The fact appeared to cause Mr. Davis no slight dissatisfaction. His bearing, his looks, his voice, all betrayed it.
'I want some money,' he observed.
'Then you'll have to want,' returned his wife.
'Ain't you got none?'
'No, nor shan't have, not till I've took these two coats in.'
'Then what'll it be?'
'You know very well what it'll be--three-and-six--one-and-nine apiece--if there ain't no fines.'
'And this is what they call the land of liberty, the 'ome of the free, where people slave and slave--for one-and-nine.'
Mr. Davis seemed conscious that the conclusion of his sentence was slightly impotent, and spat on the floor as if to signify his regret.

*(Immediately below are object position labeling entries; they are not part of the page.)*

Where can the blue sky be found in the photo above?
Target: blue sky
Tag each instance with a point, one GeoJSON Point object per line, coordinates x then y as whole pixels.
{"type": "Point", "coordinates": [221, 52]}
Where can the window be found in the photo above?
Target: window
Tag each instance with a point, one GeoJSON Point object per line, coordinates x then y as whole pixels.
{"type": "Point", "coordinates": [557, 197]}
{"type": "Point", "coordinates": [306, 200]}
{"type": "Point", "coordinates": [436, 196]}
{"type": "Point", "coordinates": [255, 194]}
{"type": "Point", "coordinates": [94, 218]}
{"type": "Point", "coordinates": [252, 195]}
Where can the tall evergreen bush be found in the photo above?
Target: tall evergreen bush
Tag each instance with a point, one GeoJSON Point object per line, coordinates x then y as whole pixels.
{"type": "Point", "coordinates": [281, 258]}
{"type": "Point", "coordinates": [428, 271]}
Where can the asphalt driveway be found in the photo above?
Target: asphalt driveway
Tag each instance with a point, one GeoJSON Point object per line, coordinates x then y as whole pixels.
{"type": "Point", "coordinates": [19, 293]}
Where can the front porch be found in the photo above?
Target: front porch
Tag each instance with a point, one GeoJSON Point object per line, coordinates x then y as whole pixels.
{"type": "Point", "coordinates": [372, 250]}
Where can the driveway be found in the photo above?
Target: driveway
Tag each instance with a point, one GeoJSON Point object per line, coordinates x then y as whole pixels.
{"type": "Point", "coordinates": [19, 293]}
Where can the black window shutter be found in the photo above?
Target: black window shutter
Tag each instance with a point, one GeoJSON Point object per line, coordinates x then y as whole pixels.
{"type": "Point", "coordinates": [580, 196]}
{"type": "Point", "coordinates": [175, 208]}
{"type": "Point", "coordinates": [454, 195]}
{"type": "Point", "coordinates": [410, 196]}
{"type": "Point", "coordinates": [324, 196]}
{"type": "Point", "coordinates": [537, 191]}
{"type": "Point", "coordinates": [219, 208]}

''Tain't much slaving you do, anyhow.'
'No, nor it ain't much I'm likely to do; I'm no servile wretch; I'm free-born.'
'Prefers to make your living off me, you do.'
'Well, and why not? Ain't woman the inferior animal? Didn't Nature mean it to be her pride to minister to man? Ain't it only the false veneer of a rotten civilization what's upset all that? If I gives my talents for the good of the species, as I do do, as is well known I do do, ain't it only right that you should give me something in return, if it's only a crust and water? Ain't that law and justice-- natural law, mind you, and natural justice?'
'I don't know nothing about law, natural or otherwise, but I do know it ain't justice.'
Mr. Davis looked at his wife, more in sorrow than in anger. He was silent for some seconds, as if meditating on the peculiar baseness of human nature. When he spoke there was a whine in his raucous voice, which was, perhaps, meant to denote his consciousness of how much he stood in need of sympathy.
'I'm sorry, Matilda, to hear you talk to me like that, because it forces me to do something what I shouldn't otherwise have done. Give me them coats.'
She had just finished packing up the coats in the linen wrapper, and was pinning up one end. Snatching up the parcel, she clasped it to her bosom as if it had been some precious thing.
'No, Tommy, not the coats!'
'Matilda, once more I ask you to give me them coats.'
'What do you want them for?'
'Once more, Matilda, I ask you to give me them coats.'
'No, Tommy, that I won't--never! not if you was to kill me! You know what happened the last time, and all I had to go through; and you promised you'd never do it again, and you shan't, not while I can help it--no, that you shan't!'
Clasping the parcel tightly to her, she drew back towards a corner of the room, like some wild creature standing at bay. Mr. Davis, advancing towards the table, leaned on it, addressing her as if he desired to impress her with the fact that he was endeavouring not to allow his feelings to get the better of his judgment.
'Listen to me, Matilda. I'm soft and tender, as well you know, and should therefore regret having to start knocking you about; but want is want, and I want 'arf a sovereign this day, and have it I must.'
'What do you want it for?'
Mr. Davis brought his clenched fist sharply down upon the table--possibly by way of a hint.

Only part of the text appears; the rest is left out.